Bumerang - Yazarkafe

27 Eylül 2023 Çarşamba

Yazgı

Kalemim tükendi sanmıştım. Kelimelerin yeri ellerimden boğazıma doğru, düğüm düğüm olurken içimde bir yumru olarak var olacaktı artık. Saunada kilitli kalmış gibiydim, nefes alabilmek için çıkmam gerekiyordu fakat aldığım her nefes de bir adım yaklaştırıyordu beni o eşsiz sona. Çığlık çığlığa susarken ne çok şey anlatmıştım oysa. Hiçbiriniz duymadınız. İçimde yanan ateşte dans eden, canı yansa da bir türlü gidemeyen çocuğu hiçbiriniz görmediniz.
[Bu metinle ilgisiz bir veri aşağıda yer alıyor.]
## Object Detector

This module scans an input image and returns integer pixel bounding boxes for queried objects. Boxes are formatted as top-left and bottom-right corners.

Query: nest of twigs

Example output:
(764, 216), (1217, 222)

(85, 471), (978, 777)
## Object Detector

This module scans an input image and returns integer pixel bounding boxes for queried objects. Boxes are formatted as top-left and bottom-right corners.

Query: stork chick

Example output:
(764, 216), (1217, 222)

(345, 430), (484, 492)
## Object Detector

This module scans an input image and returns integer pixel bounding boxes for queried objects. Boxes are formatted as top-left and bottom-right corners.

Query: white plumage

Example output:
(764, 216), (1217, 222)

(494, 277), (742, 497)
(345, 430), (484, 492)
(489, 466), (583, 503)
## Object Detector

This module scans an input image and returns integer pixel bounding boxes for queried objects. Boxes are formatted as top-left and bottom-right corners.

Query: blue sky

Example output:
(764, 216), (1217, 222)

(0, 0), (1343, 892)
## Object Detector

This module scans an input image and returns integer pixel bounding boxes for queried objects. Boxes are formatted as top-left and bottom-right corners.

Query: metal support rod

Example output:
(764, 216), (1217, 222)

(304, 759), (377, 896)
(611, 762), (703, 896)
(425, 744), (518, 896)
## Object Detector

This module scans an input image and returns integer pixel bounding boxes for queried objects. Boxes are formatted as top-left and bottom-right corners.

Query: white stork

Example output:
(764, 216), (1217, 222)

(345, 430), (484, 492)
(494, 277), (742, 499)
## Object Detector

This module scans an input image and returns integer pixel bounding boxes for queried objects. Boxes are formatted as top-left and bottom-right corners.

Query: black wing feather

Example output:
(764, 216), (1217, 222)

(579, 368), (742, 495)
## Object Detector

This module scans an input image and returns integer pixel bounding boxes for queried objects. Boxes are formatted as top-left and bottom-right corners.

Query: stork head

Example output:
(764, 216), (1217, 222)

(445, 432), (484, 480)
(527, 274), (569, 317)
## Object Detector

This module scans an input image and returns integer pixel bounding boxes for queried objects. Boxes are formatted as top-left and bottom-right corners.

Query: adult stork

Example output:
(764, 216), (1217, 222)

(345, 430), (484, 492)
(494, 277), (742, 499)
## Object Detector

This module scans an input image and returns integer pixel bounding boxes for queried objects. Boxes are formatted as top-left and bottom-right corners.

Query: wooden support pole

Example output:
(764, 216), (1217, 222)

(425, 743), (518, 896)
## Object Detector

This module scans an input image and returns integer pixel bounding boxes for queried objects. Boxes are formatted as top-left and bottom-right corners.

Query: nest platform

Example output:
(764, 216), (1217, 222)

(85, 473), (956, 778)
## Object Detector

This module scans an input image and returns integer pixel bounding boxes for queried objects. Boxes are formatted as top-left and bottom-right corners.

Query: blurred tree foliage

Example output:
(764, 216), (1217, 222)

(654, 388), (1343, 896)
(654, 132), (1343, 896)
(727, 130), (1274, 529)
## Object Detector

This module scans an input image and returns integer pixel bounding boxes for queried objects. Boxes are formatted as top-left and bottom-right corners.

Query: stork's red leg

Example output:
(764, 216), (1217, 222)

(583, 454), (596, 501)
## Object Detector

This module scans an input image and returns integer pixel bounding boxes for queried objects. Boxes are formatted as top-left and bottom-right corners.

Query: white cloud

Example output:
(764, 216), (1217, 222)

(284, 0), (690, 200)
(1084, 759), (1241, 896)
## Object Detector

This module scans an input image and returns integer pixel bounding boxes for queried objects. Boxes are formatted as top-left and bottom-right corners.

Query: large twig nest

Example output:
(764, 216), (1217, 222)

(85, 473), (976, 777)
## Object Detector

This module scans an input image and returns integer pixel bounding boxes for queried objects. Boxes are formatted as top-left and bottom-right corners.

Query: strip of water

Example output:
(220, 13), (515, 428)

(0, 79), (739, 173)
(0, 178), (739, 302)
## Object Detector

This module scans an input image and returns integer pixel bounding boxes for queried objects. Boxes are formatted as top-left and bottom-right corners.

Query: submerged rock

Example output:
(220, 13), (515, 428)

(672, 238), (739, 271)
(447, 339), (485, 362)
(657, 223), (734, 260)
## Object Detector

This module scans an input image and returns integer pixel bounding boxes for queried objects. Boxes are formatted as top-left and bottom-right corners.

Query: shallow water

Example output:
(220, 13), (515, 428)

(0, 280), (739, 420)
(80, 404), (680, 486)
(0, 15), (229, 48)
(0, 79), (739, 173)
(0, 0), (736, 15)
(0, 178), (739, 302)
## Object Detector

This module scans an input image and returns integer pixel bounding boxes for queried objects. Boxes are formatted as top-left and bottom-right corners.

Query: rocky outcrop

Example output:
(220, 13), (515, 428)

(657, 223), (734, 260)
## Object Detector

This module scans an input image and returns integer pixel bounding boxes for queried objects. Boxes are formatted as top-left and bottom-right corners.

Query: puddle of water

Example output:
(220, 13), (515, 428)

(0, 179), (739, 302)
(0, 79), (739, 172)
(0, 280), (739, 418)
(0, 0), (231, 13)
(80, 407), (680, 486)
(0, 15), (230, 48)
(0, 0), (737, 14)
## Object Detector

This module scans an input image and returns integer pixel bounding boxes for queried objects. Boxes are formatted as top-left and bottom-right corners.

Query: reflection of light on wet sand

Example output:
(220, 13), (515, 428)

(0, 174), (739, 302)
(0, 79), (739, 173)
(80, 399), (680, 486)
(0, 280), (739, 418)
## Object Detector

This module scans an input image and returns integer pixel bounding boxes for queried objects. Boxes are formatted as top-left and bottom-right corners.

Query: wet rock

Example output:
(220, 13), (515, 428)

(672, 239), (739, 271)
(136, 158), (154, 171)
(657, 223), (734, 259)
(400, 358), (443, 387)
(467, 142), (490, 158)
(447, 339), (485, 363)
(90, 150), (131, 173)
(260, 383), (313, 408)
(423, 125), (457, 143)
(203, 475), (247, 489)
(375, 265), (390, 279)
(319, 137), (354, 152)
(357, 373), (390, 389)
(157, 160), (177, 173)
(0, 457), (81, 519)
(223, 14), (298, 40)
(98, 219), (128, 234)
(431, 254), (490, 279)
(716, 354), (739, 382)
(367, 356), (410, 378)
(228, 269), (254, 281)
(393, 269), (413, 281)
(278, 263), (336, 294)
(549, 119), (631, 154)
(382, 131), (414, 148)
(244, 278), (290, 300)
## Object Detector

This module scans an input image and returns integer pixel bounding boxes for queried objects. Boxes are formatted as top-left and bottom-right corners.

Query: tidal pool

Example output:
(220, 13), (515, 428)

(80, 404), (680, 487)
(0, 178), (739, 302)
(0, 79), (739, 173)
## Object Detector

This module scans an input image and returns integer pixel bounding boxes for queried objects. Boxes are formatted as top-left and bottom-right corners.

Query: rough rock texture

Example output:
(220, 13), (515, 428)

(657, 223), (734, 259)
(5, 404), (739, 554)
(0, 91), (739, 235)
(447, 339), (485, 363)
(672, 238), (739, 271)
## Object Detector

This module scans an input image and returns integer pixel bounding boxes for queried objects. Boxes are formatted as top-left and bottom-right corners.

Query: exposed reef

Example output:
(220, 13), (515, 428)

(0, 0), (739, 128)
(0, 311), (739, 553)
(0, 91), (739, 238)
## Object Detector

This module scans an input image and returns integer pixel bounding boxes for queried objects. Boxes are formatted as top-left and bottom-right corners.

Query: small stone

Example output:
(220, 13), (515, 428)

Herkesin sonu aynıdır. Yazgısı farklı olsa, yolları düz veya dolambaçlı olsa da sonumuz aynıydır. Tanrı'nın alnımıza attığı her çizikte bir acı, her göz yaşında bir unutulmuşluk, her beyazda kaybettiklerimizden bir hatıra vardı. Ya içimizdeki çürükler, onları gören var mıydı? Fakat Tanrı'm, benim payıma düşen parça biraz fazla değil miydi küçücük bedenime? Ben diye başlayan bir hayatın, aslında hiç var olmamış gibi öylece kesilip atılması, haksızlık değil miydi? Konuşabilir miyiz Tanrı'm? Göz yaşlarımın sesini dinler misin? Yok olan onca canın acısı, kördüğüm olup kaldı şuracıkta. Sahiden Tanrı'm, senin hiç canın yanmadı mı? Sesler, telaşeler, rutinlerle dolu bir hayatın iyileştirmesini umduğum acılarım bana oradan gülüyor. İşte tam şuradalar. Biz hiç var olduk mu? Bir yerlerde izimiz kalmış mıdır bir daha gitsek yerimizi dahi bulamayacağımız şehirlerde? Gülmek her zaman gülmek değidir, yaşamak da. İçimde ölen milyonların sesini duyan var mı? SESİMİZİ DUYAN VAR MI? Sahiden Tanrı'm, senin hiç canın yanmadı mı?